As a result of technological revolution. As a result of time and space and context. Through no result of the individual, but of the cultural collective who receive change.
It is easy and justifiably logical to question Marshall McLuhan’s clear-cut admission. Interdependent, surely, the medium is but a vehicle for our message. It is, in essence, a means to achieve an end. We are taught to study each available medium for their inherent, tangible benefits. Cost, reach, credibility: The method is self-serving and incredibly backwards. According to McLuhan, anyway.
McLuhan’s doctrine would have us believe in the opposite of autonomy in communications. It’s not that the message doesn’t matter—it does, of course, matter. However, it is but a mere consequence of the medium that our message would have any meaning. That is to say that the medium almost certainly dictates the message.
It’s a very pantheistic philosophy—one that reasonably supports the notion that the origin of all communication is but an extension of human faculty. In The Medium is the Massage, McLuhan writes: “Societies have always been shaped more by the nature of the media by which men communicate than by the content of the communication” (1967). To which he further explains attributes in the divisions of the media-made environment. For example, whereby print fosters individual isolation, electronic technology encourages unified involvement.

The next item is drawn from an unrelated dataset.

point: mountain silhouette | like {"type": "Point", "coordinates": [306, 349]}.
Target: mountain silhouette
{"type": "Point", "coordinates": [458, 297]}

It is eerily strange, even here, to witness the prophetic abilities of a luminary ahead of his time. Indeed, how accurate an assessment of the future communications landscape more than 30 years prior to the advent of social media. It is ever more apparent today, given the luxury of retrospection, that how we communicate—not what we communicate—is most critically important. And it will forever be so.
All electronic media (social, especially) have combined to create what McLuhan famously penned “a global village.” A sort of globalization that, taken in relation to communication theory, promotes partnership and dialogue as community activity. It is the media and not so much the content of those media that have defined the very nature of our associations with international populations. We are a collection of many, defunct of the individual characteristics once preserved and contained in isolation. We are a group who lack privacy but afford convenience. Altogether, this “global village” is but an inevitable existence imagined by McLuhan—a scholar familiarly aware that the message was always purely incidental of the medium.